On January 7, 2024, a report was released by Axios stating that former President Barack Obama was very concerned about Biden’s campaign.
As one named Biden ally put it, “When you’re advertising on TV, and you’re going backward, that’s serious.”
That made Obama very nervous.
From Axios:
Lots of high-level Democrats are warning that President Biden and his reelection team are too complacent — and unimaginative — about the threat of losing to Donald Trump, sources tell us.
The latest alarm was sounded Saturday in a leak to The Washington Post about a private meeting in which former President Obama pointed Biden to a different way to attack this campaign. We’re told it was a lunch just before the holidays. Obama pushed Biden to consider moving his political operation outside of — and beyond — his White House advisers, as the former president had done with his Chicago-based 2012 reelection team.
“Obama also recommended that Biden seek counsel from Obama’s own former campaign aides, which Biden officials say they have done,” The Post added.
Why is Obama nervous, below is a map of CNN’s 2024 projections that released in early January.

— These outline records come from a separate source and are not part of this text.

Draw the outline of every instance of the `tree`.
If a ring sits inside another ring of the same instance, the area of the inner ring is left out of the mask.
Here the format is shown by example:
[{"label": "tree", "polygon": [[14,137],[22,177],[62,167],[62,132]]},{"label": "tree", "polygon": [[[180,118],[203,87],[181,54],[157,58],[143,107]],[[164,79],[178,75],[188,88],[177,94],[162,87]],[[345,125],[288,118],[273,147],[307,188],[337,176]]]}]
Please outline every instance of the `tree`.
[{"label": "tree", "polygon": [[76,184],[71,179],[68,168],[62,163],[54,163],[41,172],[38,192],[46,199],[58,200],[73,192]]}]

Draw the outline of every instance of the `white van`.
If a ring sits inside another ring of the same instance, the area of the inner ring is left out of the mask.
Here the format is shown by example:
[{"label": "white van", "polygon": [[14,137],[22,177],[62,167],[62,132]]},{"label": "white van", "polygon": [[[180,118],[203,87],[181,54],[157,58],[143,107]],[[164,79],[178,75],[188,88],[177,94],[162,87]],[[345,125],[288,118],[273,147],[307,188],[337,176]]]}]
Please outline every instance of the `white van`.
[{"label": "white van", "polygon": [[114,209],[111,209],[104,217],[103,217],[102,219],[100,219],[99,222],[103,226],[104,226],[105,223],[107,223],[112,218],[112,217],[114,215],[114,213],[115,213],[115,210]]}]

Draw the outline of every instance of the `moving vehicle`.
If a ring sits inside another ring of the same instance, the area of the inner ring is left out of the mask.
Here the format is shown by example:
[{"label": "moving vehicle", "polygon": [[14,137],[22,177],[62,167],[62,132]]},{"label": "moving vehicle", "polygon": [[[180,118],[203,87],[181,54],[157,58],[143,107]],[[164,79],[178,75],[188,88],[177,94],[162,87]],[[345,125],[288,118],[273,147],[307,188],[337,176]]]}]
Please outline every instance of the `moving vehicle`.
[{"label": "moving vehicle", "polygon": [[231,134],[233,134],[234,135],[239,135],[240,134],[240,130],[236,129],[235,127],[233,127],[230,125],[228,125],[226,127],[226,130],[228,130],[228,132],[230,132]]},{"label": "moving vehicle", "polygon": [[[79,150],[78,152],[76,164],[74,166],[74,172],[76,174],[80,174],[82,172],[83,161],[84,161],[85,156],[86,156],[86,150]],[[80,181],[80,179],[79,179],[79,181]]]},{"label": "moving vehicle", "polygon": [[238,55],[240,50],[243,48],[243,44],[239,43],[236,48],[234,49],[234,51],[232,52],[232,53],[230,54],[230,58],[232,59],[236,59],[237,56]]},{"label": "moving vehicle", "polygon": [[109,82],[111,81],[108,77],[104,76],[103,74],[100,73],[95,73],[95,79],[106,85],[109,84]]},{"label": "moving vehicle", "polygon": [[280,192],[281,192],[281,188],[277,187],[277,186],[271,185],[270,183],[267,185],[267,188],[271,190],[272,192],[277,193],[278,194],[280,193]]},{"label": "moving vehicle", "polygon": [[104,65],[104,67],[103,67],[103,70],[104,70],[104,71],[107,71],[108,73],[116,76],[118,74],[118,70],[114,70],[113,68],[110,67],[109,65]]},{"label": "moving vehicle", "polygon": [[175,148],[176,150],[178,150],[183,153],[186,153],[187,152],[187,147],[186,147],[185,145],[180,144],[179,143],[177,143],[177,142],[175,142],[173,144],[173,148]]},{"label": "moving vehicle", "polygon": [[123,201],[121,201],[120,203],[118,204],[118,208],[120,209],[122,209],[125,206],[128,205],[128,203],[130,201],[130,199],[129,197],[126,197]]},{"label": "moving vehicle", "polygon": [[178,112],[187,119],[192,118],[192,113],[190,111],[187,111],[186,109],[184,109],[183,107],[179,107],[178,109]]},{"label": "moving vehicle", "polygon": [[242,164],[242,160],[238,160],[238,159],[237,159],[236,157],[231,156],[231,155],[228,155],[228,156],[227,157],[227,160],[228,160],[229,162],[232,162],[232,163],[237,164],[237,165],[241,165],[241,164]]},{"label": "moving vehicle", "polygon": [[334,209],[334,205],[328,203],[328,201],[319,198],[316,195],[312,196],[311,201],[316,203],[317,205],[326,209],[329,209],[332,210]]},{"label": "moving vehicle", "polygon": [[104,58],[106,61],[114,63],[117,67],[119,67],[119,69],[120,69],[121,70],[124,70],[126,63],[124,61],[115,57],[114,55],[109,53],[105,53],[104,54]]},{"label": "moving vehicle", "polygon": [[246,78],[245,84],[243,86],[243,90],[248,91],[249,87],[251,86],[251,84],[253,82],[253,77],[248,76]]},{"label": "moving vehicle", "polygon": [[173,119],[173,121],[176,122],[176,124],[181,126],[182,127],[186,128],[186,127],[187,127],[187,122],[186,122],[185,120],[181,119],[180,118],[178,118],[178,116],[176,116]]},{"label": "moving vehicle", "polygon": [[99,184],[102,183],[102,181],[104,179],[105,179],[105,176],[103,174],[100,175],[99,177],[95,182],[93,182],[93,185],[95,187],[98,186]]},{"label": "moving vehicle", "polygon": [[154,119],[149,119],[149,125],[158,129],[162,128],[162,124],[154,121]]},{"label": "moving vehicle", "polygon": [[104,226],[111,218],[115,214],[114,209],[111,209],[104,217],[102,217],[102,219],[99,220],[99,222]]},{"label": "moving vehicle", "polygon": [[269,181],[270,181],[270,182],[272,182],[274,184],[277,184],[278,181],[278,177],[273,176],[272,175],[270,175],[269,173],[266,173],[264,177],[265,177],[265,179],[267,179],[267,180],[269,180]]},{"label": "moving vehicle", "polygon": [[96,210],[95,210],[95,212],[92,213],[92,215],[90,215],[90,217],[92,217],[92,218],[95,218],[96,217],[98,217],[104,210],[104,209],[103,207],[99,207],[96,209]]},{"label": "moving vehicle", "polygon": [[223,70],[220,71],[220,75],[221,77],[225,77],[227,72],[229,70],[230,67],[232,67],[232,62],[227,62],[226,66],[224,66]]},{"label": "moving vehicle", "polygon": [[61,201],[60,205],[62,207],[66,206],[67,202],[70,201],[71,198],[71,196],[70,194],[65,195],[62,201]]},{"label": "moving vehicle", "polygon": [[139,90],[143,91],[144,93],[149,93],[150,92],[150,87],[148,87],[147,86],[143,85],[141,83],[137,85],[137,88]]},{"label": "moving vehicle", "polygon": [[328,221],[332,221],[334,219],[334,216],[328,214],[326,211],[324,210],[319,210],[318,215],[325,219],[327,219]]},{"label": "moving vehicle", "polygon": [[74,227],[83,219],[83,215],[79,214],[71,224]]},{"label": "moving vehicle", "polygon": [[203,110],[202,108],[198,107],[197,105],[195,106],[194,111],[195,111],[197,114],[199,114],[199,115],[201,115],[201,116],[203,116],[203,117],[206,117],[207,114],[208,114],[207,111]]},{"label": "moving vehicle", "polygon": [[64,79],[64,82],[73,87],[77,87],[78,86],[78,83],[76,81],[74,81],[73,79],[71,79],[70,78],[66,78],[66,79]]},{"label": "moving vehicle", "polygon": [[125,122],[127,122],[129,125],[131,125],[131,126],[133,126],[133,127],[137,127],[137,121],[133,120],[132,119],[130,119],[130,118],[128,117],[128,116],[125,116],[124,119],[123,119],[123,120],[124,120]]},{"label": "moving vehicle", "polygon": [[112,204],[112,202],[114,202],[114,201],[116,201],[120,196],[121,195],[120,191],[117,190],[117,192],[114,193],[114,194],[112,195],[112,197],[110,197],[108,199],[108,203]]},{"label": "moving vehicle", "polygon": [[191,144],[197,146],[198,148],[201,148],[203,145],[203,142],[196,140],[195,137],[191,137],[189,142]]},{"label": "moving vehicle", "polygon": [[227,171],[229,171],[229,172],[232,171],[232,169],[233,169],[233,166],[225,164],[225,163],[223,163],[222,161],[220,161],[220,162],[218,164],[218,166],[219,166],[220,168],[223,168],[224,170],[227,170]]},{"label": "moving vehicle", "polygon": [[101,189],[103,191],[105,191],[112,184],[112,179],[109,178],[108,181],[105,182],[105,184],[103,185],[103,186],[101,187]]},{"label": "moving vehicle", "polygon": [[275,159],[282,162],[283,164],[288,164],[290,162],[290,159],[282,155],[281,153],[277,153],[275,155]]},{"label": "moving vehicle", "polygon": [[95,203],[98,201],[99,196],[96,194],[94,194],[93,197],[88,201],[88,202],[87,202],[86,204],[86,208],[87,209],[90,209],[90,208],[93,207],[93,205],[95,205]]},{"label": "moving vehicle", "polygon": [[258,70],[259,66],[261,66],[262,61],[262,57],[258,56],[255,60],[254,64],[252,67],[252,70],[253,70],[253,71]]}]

Map of 2024 based on CNN projections
Obviously take this with a grain of salt, but if this is indicative of reality and holds until November, this year will be interesting pic.twitter.com/IEsIGTaVrX
— Jesse Hughes ✝️🇺🇸 (@jhughes1776) January 6, 2024
Then all of a sudden after the reports about Obama look who’s interview is released on a podcast…Michelle Obama.
“I am terrified about what could possibly happen,” Obama said of this year’s presidential election in an interview on Jay Shetty’s “On Purpose” podcast, released on January 8.
“Because our leaders matter. Who we select, who speaks for us, who holds that bully pulpit — it affects us in ways that sometimes I think people take for granted,” the former first lady said when asked to name some of her biggest fears keeping her awake.
“The fact that people think that government, does it really even do anything? And I’m like, ‘Oh my God, does government do everything for us.’ And we cannot take this democracy for granted. And sometimes I worry that we do,” Obama, 59, said.
“Those are the things that keep me up,” she said, while also listing wars “in too many regions,” the future of artificial intelligence, education, whether the public is “too stuck” to their phones, and voter engagement among her chief concerns.
The former First Lady did not directly mention former President Trump but took a veiled shot at his “tone.”
“The tone and tenor of the message matters. We can’t just say what the first thing that comes to our minds,” Obama said.
“That is not authenticity to me. That’s childish, and we see childish leadership right before us — what that looks like and how that feels, where somebody is just base, and vulgar and cynical in a leadership position,” she told Shetty.
“It doesn’t trickle down well. That just begets more of that,” Obama said.
“I think we are obligated to model, for those of us that have a platform, because it resonates,” she added.
“And I want to resonate good. I want to resonate reason, and compassion and empathy,” she added.
Does that sound like a campaign speech or what?